Copyright 2004-2016 Grame.
Copyright 2016-2021 Filipe Coelho.
jackdmp comes with ABSOLUTELY NO WARRANTY
This is free software, and you are welcome to redistribute it
under certain conditions; see the file COPYING for details
JACK server starting in realtime mode with priority 10
self-connect-mode is "Don't restrict self connect requests"

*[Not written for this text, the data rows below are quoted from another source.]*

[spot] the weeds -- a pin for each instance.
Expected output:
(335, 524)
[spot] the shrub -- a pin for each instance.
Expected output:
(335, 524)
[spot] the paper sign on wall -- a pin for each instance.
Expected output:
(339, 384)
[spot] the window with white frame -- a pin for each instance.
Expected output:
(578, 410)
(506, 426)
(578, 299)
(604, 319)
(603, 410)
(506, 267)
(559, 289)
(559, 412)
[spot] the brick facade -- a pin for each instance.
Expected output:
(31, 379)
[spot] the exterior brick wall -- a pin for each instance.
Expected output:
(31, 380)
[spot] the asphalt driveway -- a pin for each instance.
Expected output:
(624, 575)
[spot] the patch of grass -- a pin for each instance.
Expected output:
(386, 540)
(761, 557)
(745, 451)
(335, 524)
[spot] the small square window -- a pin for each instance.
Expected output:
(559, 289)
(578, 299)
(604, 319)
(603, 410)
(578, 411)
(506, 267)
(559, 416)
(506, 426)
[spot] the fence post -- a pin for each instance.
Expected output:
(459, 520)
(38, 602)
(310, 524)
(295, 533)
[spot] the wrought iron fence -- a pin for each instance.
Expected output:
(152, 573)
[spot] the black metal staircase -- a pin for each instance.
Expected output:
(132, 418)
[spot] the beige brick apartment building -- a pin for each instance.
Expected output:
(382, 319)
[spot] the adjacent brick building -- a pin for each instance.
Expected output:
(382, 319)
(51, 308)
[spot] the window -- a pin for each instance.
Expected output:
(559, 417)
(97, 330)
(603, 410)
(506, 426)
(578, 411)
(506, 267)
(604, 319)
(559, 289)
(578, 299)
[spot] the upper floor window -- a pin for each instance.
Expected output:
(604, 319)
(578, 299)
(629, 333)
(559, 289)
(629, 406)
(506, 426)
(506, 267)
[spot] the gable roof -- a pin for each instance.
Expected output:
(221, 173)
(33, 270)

Cannot lock down 107341340 byte memory area (Cannot allocate memory)
audio_reservation_init
Acquire audio card Audio0
creating alsa driver ... hw:0|hw:0|64|2|48000|0|0|nomon|swmeter|-|32bit
ATTENTION: The playback device "hw:0" is already in use. Please stop the application using it and run JACK again
Released audio card Audio0
audio_reservation_finish
Cannot initialize driver
JackServer::Open failed with -1
Failed to open server
13:31:47.348 JACK was stopped
13:31:49.270 Could not connect to JACK server as client. - Overall operation failed. - Unable to connect to server. Please check the messages window for more info.
Cannot connect to server socket err = No such file or directory
Cannot connect to server request channel
jack server is not running or cannot be started
JackShmReadWritePtr::~JackShmReadWritePtr - Init not done for -1, skipping unlock
JackShmReadWritePtr::~JackShmReadWritePtr - Init not done for -1, skipping unlock
Any help?
Problems with jack on linux.
@bocanegra said:
jack has to be set up properly for the server to run without dropouts (select the correct soundcard, buffer size etc in settings), or even start at all. For this purpose I use qjackctl, which is a GUI control panel for the jack server-
Agreed -- IMO it's highly recommended to manage the JACK server using JACK tools, and not recommended to expect the JACK client app to do it for you.
qjackctl.
Also there are PulseAudio-JACK modules which, when configured correctly, allow JACK and non-JACK apps to coexist peacefully. I've been running this way for 11 years now in Ubuntu. It's unfortunate that it isn't set up like this out of the box, but you don't have to accept the either/or situation.